Lanzone, Stitt and the rest of the Olympic prospects will attend a series of selection regattas in March and April 2012, and the members of boats with four rowers or more will be named about 30 days before the London Games. The local rowers already are at an advantage, having been named to the national team’s “Big Boat Selection Camp” that runs from the middle of November through June 2012.

“Their backgrounds are solid, having been on the national team last year and at the Olympics. But they’ve got things they need to improve on,” said McLaren. “It’s nice to have some experienced guys who can add value to some of the younger guys, but at the same time, they’re going to have to work their butts off.”
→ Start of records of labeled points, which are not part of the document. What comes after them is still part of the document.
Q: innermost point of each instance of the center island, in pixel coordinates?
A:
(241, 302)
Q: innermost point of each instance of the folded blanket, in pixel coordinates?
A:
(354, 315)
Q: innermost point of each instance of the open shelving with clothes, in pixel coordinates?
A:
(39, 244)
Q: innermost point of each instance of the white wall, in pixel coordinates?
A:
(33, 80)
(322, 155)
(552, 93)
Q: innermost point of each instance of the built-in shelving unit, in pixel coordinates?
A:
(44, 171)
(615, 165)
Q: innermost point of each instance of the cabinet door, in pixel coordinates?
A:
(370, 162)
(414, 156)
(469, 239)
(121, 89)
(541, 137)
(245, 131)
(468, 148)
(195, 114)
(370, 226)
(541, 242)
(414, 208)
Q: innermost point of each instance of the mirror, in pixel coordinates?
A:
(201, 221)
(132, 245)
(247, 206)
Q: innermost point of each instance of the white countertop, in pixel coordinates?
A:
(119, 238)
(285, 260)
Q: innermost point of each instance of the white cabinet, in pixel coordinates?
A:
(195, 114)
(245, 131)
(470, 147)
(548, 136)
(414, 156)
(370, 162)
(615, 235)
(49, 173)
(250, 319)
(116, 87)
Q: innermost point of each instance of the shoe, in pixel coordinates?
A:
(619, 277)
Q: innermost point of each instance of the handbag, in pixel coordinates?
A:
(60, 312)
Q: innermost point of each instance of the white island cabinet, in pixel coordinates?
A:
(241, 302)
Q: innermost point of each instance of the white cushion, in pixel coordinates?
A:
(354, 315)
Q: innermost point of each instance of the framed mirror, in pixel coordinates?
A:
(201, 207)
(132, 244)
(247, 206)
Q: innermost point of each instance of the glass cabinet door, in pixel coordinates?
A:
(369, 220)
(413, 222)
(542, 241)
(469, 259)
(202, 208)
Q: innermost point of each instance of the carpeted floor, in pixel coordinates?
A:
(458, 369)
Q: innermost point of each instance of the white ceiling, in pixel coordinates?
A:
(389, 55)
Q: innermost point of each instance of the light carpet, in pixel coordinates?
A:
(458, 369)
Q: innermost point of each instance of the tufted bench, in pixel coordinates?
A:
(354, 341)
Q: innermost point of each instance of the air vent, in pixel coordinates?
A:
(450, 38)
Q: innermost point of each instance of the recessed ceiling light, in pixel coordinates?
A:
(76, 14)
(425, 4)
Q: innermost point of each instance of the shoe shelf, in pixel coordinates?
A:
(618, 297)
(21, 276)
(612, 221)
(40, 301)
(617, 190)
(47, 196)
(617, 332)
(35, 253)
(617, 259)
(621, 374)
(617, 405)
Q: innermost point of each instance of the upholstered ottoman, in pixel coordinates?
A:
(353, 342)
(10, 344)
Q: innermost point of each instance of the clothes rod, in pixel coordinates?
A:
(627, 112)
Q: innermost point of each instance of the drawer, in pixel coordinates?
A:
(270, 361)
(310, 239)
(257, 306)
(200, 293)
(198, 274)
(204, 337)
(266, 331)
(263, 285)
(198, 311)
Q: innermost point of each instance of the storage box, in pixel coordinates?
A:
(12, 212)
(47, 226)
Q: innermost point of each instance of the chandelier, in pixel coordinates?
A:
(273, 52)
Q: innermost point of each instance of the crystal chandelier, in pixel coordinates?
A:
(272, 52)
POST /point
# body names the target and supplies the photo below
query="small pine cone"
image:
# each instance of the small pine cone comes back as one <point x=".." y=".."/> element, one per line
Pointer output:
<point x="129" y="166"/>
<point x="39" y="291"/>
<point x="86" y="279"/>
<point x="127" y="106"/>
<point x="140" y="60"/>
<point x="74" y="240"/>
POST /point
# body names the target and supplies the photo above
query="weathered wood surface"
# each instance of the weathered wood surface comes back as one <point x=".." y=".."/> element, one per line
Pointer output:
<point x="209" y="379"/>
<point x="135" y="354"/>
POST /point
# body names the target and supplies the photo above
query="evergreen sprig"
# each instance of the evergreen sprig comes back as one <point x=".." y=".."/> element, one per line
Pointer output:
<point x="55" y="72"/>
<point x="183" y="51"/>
Both rowers are happy to discuss their chances, and are eager to get back to the Olympic stage and try to atone for disappointing Beijing results. But they have their own ways of dealing with the question. Lanzone said his mother, Gisella, knows not to ask, because all she’ll get in return is an “I don’t know,” a tactic he uses to avoid complacency. Stitt is happy to say his chances are good.

“Confidence is a good thing, and anyone you ask who says they have a good chance of going has the right mindset,” he said. “I’ve committed three or four years this go-round, and it’s going to be tough, but I think I have a pretty good shot.”

Lanzone, Stitt and the rest of the Olympic prospects will attend a series of selection regattas in 2012, and the team will be named about 30 days before the London Games.

Regardless of what happens, the two kids from McLean value the experiences that have come with competing at the Olympic level — and that includes modeling for Ralph Lauren (Lanzone) and interacting with the Winklevoss twins, of “The Social Network” fame.

Each rower knows he couldn’t have made it without support from coaches, parents and mentors in the D.C. area.

“I got real lucky,” said Stitt, who said he was pointed in the Olympic direction by his coaches at the Potomac Boat Club during his post-college years. “They say every blind squirrel finds a nut, and I just happened to land in a field of them.”